What the response looks like
The token_type field stays "Bearer" — that is the OAuth2 transport, not
the token format. The JWT lives in the access_token (and refresh_token)
value itself: three dot-separated base64url segments.
{
"access_token": "eyJhbGciOiJIUzI1NiIsInR5cCI6IkpXVCJ9.eyJ0b2tlbiI6Ii4uLiJ9.SIGNATURE",
"expires_in": 3600,
"token_type": "Bearer",
"scope": "read write",
"refresh_token": "eyJhbGciOiJIUzI1NiIsInR5cCI6IkpXVCJ9.eyJ0b2tlbiI6Ii4uLiJ9.SIGNATURE"
}
You can verify the token format with PyJWT:
import jwt
from django.conf import settings
decoded = jwt.decode(access_token, settings.SECRET_KEY, algorithms=['HS256'])
# {'token': '<random 30-char opaque token>'}
Using the token in subsequent requests
Send it as a normal Bearer credential:
Authorization: Bearer eyJhbGciOi...
Do not include the backend name in the header (e.g.
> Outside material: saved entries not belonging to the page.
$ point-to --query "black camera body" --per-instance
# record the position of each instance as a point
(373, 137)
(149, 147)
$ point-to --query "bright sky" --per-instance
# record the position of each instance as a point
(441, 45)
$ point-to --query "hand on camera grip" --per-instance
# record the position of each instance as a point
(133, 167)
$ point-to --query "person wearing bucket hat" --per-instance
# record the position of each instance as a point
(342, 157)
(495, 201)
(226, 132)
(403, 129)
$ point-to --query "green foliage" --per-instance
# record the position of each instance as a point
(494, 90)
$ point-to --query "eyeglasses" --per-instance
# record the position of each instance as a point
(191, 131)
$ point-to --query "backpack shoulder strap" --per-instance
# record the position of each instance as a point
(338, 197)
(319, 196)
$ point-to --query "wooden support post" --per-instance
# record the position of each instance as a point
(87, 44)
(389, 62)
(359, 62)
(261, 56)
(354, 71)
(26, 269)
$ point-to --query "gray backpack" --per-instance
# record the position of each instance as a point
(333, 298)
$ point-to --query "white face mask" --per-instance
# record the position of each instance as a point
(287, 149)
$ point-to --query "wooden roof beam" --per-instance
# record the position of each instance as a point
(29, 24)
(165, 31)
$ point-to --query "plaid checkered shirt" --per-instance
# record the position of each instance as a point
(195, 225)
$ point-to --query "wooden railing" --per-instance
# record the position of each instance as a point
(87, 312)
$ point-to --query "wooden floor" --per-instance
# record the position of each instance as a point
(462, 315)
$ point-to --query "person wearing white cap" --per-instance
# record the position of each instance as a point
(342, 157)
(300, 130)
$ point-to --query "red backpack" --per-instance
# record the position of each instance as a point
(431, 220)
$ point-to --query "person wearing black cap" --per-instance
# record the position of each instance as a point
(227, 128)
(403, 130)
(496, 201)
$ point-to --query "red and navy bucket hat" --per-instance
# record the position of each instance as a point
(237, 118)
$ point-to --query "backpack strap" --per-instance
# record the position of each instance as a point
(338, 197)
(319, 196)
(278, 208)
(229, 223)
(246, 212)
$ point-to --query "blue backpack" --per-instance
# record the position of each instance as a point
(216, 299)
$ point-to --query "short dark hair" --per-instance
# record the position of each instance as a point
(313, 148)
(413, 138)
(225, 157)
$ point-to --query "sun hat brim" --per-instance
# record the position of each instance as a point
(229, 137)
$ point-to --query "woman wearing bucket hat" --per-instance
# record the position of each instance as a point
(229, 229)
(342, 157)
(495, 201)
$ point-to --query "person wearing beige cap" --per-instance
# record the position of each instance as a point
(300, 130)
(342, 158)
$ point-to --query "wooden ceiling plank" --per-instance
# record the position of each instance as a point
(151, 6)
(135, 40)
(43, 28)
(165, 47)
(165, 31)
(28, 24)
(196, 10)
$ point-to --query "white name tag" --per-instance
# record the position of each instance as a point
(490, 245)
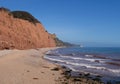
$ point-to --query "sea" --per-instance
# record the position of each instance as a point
(103, 61)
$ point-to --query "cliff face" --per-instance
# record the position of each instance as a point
(22, 33)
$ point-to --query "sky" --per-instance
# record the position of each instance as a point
(86, 22)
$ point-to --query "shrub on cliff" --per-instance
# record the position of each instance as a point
(25, 16)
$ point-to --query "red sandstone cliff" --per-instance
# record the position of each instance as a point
(22, 34)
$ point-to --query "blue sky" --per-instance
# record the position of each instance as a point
(87, 22)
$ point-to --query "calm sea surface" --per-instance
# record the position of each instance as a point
(95, 60)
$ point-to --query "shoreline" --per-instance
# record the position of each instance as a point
(72, 77)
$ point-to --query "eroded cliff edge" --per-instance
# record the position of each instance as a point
(21, 30)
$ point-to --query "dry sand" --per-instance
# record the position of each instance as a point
(26, 67)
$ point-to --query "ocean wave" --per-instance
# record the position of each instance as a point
(86, 59)
(85, 66)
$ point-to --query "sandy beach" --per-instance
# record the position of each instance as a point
(26, 67)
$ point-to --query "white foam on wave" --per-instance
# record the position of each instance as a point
(115, 71)
(88, 55)
(87, 59)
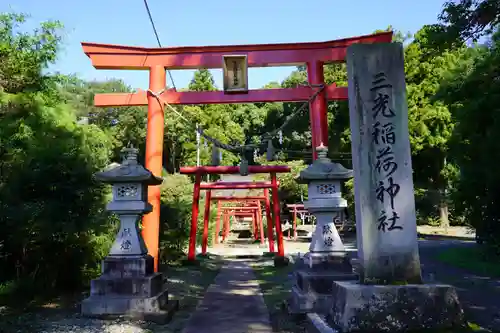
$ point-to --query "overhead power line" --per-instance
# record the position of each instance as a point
(157, 38)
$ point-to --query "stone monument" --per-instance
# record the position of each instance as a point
(390, 295)
(327, 259)
(128, 284)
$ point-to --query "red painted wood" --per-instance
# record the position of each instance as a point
(106, 56)
(277, 219)
(206, 219)
(217, 222)
(154, 163)
(194, 219)
(298, 94)
(226, 170)
(269, 220)
(234, 185)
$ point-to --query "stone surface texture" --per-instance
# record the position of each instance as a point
(377, 308)
(128, 285)
(233, 304)
(327, 260)
(383, 183)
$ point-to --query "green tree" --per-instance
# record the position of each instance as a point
(471, 93)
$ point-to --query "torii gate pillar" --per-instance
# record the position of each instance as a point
(154, 160)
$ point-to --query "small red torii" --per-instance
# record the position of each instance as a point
(200, 171)
(239, 199)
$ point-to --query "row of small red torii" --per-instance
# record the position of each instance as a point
(157, 60)
(199, 172)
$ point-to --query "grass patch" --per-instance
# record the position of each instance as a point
(474, 259)
(188, 284)
(276, 285)
(274, 282)
(185, 283)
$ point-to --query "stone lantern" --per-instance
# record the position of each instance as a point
(128, 284)
(327, 260)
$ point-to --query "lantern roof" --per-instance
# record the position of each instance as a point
(324, 169)
(129, 171)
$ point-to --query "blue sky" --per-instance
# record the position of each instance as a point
(214, 22)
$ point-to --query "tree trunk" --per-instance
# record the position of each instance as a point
(444, 222)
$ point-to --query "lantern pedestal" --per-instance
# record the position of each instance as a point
(128, 285)
(327, 260)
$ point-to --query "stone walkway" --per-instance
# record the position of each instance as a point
(233, 304)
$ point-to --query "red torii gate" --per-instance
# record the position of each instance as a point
(200, 171)
(257, 199)
(156, 60)
(253, 211)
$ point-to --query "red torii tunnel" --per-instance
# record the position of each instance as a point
(156, 60)
(257, 219)
(253, 210)
(199, 172)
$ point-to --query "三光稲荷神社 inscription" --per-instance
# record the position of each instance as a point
(383, 138)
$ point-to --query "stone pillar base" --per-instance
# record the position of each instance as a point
(392, 308)
(314, 277)
(128, 287)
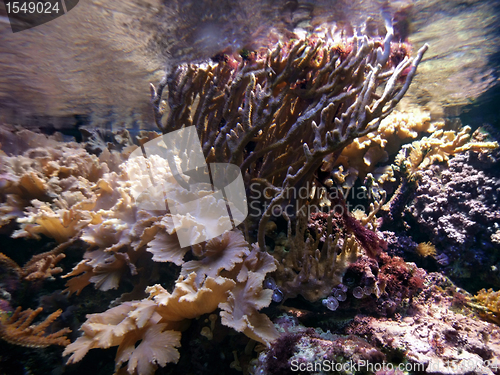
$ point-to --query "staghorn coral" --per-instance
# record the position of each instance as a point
(18, 330)
(457, 208)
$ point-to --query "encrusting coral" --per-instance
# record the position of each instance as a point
(276, 115)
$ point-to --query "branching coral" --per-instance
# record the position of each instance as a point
(276, 116)
(301, 95)
(18, 330)
(313, 266)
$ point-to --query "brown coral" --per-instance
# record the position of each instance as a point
(18, 330)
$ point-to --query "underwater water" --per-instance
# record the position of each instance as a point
(259, 187)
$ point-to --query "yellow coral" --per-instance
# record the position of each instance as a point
(18, 330)
(426, 249)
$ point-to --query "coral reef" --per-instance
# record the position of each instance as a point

Bearer facebook eyJ...);
that format is rejected by OAuth2Authentication.
Caveat: explicit overrides win
If your OAUTH2_PROVIDER dict explicitly sets ACCESS_TOKEN_GENERATOR or
REFRESH_TOKEN_GENERATOR, those values take precedence and ACTIVATE_JWT
becomes a no-op. Either remove those keys or point them at
'drf_social_oauth2.generate_token' yourself.